Here are aerial views of the east side of the Great Pyramid. The color shows where to start looking.

What you will find are saw marks in the basalt paving stones on the east side of the great pyramid at Giza.

Here is a view from the ground.
Notice that the basalt pavers are irregular in thickness, and sometimes rounded on the bottom side. They were placed on top of blocks of tura limestone which had previously been fitted to the underlying bedrock. Apparently the basalt blocks were cut to level 'in situ' (after they had been put in place on the ground).
Here's a close up.
Notice how crisp and parallel the edges are. The quality of this work indicates that the blade was held completely steady. Apparently, cutting basalt was not so slow and arduous that extra cuts like these would have been avoided as being an unnecessary waste of time. There are several places where overcuts like these can be seen. If you find this spot, look around behind you to the north - there are several more within 30 ft. In one place you can find many vertical parallel saw cuts right next to each other.

In another place near those, you can see long saw cuts going through this hard rock very quickly. In most cases it can be seen that the cut is straight and clean with smooth, consistently parallel sides - even at the start of the cut. They show no trace of the 'walking' or wobble that might be expected of a long hand pulled blade as it starts into a hard material. That may be because these cuts were made as the blade was coming out of a cut above it and it was held firmly in place by the rock above it.

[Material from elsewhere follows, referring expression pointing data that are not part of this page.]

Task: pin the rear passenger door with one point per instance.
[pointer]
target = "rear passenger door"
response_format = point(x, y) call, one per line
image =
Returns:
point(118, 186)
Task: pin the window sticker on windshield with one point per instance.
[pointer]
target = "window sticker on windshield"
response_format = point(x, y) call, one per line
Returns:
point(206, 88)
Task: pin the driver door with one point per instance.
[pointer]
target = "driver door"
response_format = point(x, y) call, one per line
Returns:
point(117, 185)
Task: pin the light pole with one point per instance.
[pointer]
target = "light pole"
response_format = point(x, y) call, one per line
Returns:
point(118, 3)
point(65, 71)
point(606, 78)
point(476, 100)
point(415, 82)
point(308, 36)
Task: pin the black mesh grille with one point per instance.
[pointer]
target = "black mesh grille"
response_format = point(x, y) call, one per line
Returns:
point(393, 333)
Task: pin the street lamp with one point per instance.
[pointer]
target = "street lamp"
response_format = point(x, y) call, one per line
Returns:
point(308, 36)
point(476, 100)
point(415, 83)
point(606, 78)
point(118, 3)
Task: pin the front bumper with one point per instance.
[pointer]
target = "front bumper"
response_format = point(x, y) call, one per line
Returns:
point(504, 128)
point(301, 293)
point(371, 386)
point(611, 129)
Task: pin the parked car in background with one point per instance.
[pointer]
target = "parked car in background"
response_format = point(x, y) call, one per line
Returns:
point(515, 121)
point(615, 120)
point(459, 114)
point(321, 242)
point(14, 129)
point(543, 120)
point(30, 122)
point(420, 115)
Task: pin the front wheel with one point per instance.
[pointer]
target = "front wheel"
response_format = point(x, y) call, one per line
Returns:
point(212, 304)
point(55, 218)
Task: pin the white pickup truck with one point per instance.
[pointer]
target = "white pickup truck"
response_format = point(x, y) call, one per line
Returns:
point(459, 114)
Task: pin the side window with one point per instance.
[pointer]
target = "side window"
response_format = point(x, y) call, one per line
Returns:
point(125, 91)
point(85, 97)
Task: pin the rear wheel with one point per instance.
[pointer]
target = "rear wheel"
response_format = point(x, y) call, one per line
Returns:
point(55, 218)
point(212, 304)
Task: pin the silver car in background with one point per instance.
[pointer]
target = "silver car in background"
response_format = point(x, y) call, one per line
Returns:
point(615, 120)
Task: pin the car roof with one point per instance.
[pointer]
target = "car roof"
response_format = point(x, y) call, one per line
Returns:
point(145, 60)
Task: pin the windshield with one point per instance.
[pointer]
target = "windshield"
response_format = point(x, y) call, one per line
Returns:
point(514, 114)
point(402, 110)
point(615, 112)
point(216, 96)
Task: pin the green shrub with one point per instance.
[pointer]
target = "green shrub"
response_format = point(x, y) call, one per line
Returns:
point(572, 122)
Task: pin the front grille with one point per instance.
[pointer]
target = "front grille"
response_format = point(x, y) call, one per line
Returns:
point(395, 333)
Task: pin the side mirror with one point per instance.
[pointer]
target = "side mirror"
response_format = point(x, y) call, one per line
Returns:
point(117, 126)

We know that the sarcophagus or stone box in the king's chamber of the Great Pyramid was cut with a very large saw - longer than the box - perhaps 8 or 9 feet. The marks on the bottom of the box were discovered and described by W.I. Flinders Petrie [The Pyramids and Temples of Gizeh]. He also described an apparent error in cutting that went off the mark for several inches before the workers noticed/bothered to back out the saw from the cut and start over. We don't know what the saw blade was made of, whether it had teeth or if they used abrasives . These questions could perhaps be answered after microscopic examination of the cut marks by contemporary specialists in manufacturing technology.